至此一整年他都不太敢出门见人,面上无光的当缩头乌龟,直到柳乘风出世他才敢出府走动。
“你爹虽做得太狠了,不过也是他们活该!”
女子一生之中也就风光这一次,她的继婆婆是带着屈辱进门的。不过种瓜得瓜、种豆得豆,她也得偿所愿,没什么好抱怨,路是自己选的,是好是坏都得走下去。
脱下嫁衣,换上藕荷色绣莲纹云缎衣裙,于香檀一身清爽的从屏风后头走了出来,脸上的脂粉已卸掉,乾乾净净的一张脸犹如初雪洗涤后的白莲,透着清灵与纯美。
柳笑风看得有点呆了,呼吸为之一滞。“过来。”
“不过去,你这人心眼黑,又想使坏。”他这人没有半句话可信,蔫坏。
“就聊两句,不做黑心事。”他装得很正直,一脸无害,目光清正到无慾无求,恍若尘缘已尽的僧人。
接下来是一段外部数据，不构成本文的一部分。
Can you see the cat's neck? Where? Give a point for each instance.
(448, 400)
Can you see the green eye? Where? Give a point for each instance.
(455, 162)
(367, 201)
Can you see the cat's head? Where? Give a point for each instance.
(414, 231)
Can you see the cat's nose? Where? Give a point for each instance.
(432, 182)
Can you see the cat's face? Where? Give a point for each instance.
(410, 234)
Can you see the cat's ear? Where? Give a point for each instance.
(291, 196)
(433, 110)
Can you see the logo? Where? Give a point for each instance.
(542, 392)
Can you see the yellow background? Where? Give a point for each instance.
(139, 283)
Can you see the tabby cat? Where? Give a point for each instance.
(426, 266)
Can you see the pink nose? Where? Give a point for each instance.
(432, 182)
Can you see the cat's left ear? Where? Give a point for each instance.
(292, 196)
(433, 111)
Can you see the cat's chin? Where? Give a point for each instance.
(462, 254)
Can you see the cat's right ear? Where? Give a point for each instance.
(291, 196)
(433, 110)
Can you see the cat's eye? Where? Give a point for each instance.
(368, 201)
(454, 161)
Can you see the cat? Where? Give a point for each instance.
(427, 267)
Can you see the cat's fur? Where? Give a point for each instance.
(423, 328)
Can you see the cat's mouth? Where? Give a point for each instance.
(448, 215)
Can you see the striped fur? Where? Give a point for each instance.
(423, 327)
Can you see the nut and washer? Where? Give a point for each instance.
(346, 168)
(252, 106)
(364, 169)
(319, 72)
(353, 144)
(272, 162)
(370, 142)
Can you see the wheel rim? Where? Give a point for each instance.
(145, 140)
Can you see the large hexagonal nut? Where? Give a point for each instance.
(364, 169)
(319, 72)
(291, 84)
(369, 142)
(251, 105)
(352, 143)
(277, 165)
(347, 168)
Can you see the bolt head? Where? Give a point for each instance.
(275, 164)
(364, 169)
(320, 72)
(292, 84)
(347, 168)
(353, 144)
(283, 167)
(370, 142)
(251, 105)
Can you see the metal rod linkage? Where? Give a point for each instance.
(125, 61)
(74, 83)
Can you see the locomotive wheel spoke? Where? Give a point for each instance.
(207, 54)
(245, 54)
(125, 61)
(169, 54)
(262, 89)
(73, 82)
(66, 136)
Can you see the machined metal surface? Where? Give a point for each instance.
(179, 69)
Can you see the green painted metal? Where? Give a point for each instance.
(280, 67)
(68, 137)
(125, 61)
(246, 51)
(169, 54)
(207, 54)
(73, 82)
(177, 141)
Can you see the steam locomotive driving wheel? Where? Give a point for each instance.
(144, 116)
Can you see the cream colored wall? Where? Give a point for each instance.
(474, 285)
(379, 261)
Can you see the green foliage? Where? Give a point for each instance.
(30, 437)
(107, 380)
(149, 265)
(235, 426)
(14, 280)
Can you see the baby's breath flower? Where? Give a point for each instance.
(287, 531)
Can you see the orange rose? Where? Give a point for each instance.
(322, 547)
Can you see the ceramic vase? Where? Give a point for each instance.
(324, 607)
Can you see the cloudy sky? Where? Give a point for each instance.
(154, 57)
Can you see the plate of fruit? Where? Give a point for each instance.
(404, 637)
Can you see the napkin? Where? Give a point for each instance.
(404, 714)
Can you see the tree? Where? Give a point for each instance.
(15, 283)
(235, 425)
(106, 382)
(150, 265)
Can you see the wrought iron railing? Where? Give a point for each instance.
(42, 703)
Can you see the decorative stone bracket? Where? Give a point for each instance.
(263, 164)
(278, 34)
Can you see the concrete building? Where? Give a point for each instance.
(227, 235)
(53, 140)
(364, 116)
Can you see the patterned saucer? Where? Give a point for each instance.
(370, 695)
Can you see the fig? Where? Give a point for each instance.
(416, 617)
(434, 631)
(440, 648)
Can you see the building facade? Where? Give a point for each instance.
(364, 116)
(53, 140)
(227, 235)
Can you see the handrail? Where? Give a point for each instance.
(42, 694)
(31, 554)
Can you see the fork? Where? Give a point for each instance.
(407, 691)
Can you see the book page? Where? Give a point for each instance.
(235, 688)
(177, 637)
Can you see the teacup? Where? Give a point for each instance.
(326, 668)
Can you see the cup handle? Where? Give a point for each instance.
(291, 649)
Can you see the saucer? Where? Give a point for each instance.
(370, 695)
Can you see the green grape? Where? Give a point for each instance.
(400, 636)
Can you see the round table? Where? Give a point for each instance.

“我不信你。”她和他认识好几年了,岂会不知此人生性腹黑,她以前可是吃了不少亏。
见她不上当,柳笑风轻笑地拍拍床榻。“新婚头一个月床不落空,否则夫妻不睦,家宅紧不宁。”
“你信?”她侧首斜睨。
“你不信?”他反问。
“半信半疑。”信者则有,不信则无。
“我们已经成亲了,你还想隔山隔海与我疏远吗?”他在提醒既定的事实,两人是同一条船上的人。
说的也是,是她矫情了,都上了贼船还能跳海不成?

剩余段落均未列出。